1487 says: 8:13 AM, 10.12.10

Can someone explain why the expense of the 220v charger is being discussed as if its a Volt only issue? This is an electric car issue and Leaf owners will face it as well. If you want to charge quickly you will need to pay up for a high capacity charger and thats the case for ANY electric car. the Leaf needs MORE time to charge which means the 220V charger is all but required for Leaf owners.

Price gouging is JUST as likely on the Leaf when it first shows up.

brn says: 12:59 PM, 10.12.10

1487, it's even worse. The Leaf has a much greater need for a high voltage charger. With the Volt the 110v overnight charge takes care of your commute. If you need to go further, the ICE kicks in. With the Leaf, you're stranded if your run out of battery power. As a result, you have more of a need to top it off quickly.

Even if the Volt's 220v charger were $500 installed, I'm not sure I'd get it. With the Leaf, it's pretty much a necessity.

blueguydotcom says: 3:39 PM, 10.12.10

Someone needs to create a charging system on the floor. Drive over the lip of the system and when x-lbs per sq inch is reached a simple charger port extends to press against the charger on the car (ideally somewhere near the front wheel. If done correctly - maybe something like apple's mag safe? - this could make parking the car at home very easy and safe. Park, charge, forget...

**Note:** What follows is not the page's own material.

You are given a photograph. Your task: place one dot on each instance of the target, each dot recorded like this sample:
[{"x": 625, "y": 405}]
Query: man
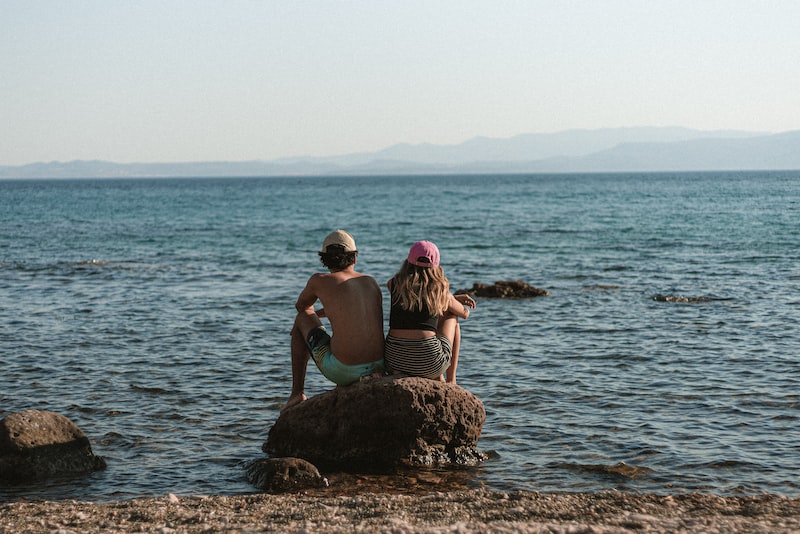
[{"x": 352, "y": 302}]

jray4 says: 6:00 AM, 10.13.10

The charger instillation in peoples garage seems to be an issue with only the Volt and not with the Leaf. Why is that? It's because, and this is sad, the media want to bring down GM. Look at the media and if anything negative can be said about GM, they will say it and add to it. And, if they can not find anything negative, they will invent something.

1487 says: 6:40 AM, 10.13.10

The leaf requires almost double the charge time of the Volt and if you use the quick charge system the battery's life is depleted so Nissan doesn't recommend frequent use of the quick charge.

blackadder5639 says: 2:31 PM, 10.13.10

The Volt IS a hybrid. Whether the wheels are linked to the internal combustion engine (ICE) or not, the fact is that it can run on electricity alone, ICE alone or both. I've never seen it as anything else. It is NOT an EV.

However, the Volt is a significant improvement over current hybrids: if you drive 40 miles a day or less, you don't need the ICE at all. This is a HUGE achievement.

There is one disappointment, though. It has been reported by other sources that the Volt achieves only 38 mpg when the ICE assists the battery pack. Given the way it was marketed, it is a HUGE disappointment. I expected the Volt to match the Prius' figure at the very least.

If I were interested in a hybrid, I would go for the Prius, Altima or Camry. They're still the best on the market.

brn says: 3:53 PM, 10.13.10

blackadder, it can be both a hybrid and and EV. They're not exclusive.

Also, the 38mpg rating is in-line with what GM has indicated (numbers ranging from 30mpg to 40mpg). Keep in mind that volt weighs more and has better acceleration than a Prius. To me,it's expected, not disappointing.

On a side note; I can understand why you'd lean toward a traditional hybrid, but I've no idea why the Altima is on your list when the Fusion's hybrid system is superior.

blackadder5639 says: 8:10 PM, 10.13.10

brn, the Altima hybrid is on my list because it's midsized car and yet its fuel economy is about on par with the Volt. I simply forgot about the Fusion's certainly better than the Altima.

In theory, hybrid and EV aren't mutually exclusive. But when I hear EV, I can't help but think of something like the Leaf or the Mini E. Although I wasn't fooled by the hype and have always considered it a plug-in hybrid, GM marketed the Volt as an EV. I guess it is an EV when you stay within the 40 mile range.......

Again, it's the marketing. 38 mpg is not bad given the Volt's wieght and performance. But with all the hype, I really expected a better hybrid (in terms of fuel economy and performance) than anything on the market. It turns out once the ICE kicks in, the Volt is not much better than what's on the market already.

In short, the Volt is a remarkable/outstanding plug-in hybrid. It's the best plug-in hybrid on the market. But the way they marketed it made me expect a lot better than what they've given us.